Ik vind de bewegingen die wel verantwoordelijkheid nemen het meest interessant. Zoals Die Linke in Duitsland, of de partij van Jean-Luc Mélenchon in Frankrijk. Mélenchon valt resoluut het neoliberalisme aan en spreekt tot de arbeidersklasse; hij gaat er niet van uit dat er alleen een middenklasse bestaat. Hij doet dus wat de Parti Socialiste nalaat. Maar hij probeert ook een reëel alternatief te ontwikkelen. En hij heeft heel wat stemmen gewonnen ten koste van het Front National.’
Hoe zou links zich verder kunnen ontwikkelen?
‘Wat mij zorgen baart is dat de houding van vele linkse partijen ten opzichte van Europa heel negatief is. Als we alternatieven willen ontwikkelen voor een neoliberaal beleid in Europa, moeten we ze op Europees niveau zoeken. We moeten ons niet terugtrekken, maar zoeken naar manieren om Europa te veranderen. Wie nu kritisch is ten opzichte van Europa, geldt onmiddellijk als anti-Europees. SYRIZA, bijvoorbeeld, werd na de verkiezingsoverwinning anti-Europees genoemd. Maar die partij heeft nooit gezegd dat Griekenland de Unie moet verlaten. Alleen dat Europa moet veranderen. Blijkbaar is dat voldoende om als anti-Europees te worden bestempeld. Ziedaar nog een teken dat er weinig ruimte is voor conflict en meningsverschillen. Je wordt er algauw helemaal buiten geplaatst.’
Over het politieke
Chantal Mouffe
(Klement)
152 blz. / € 19,95
Chantal Mouffe
Chantal Mouffe (1943) is bekend als een ‘agonistisch’ denker. Deze term is ontleend aan het Oudgriekse woord agon – dat ‘tegenstander’ betekent. Een agonistische opvatting van politiek keert zich tegen het idee dat conflicten en spanningen tussen tegengestelde belangen in een samenleving op een redelijke manier kunnen worden opgelost met een consensus – ‘Natuurlijk verschillen we met elkaar van mening, maar uiteindelijk…’ Integendeel, elke politieke orde vestigt zich door bepaalde opvattingen, waarden en belangen te erkennen, en daarmee vallen andere noodzakelijk buiten de boot. Daarom is er altijd conflict; er woedt een voortdurende strijd om erkenning, die de kern uitmaakt van politiek. Volgens Mouffe moet een democratie deze conflictueuze dimensie erkennen en een plek geven.

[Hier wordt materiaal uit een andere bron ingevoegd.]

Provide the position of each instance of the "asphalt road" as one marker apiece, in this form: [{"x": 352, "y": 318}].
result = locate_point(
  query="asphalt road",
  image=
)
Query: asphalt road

Het idee dat politiek altijd conflictueus is, ontleent Mouffe aan de Duitse rechtsgeleerde en politiek filosoof Carl Schmitt. Volgens Schmitt wordt in de politiek altijd onderscheid gemaakt tussen vriend en vijand. Het individu identificeert zich met het collectief, en die identificatie is altijd polariserend: ‘wij’ zijn pas een wij doordat we ons afgrenzen van een ‘niet-wij’; we zijn pas ergens voor als we ook ergens tegen zijn. Met andere woorden, je staat altijd ergens, en waar je staat is nooit neutraal. Schmitt bekritiseert het streven naar consensus, omdat deze altijd als iets puur redelijks wordt gepresenteerd, politiek neutraal. In zijn ogen is dat vals spelen om de tegenstander als onredelijk weg te kunnen zetten.
Mouffe erkent met Schmitt dat politiek polariserend is, maar vindt niet dat politiek opponenten altijd vijanden moeten zijn. Een vijand wil je elimineren; in de politiek zoek je juist naar een manier om verder met elkaar te leven, hoe oneens je het ook met elkaar bent – en blijft.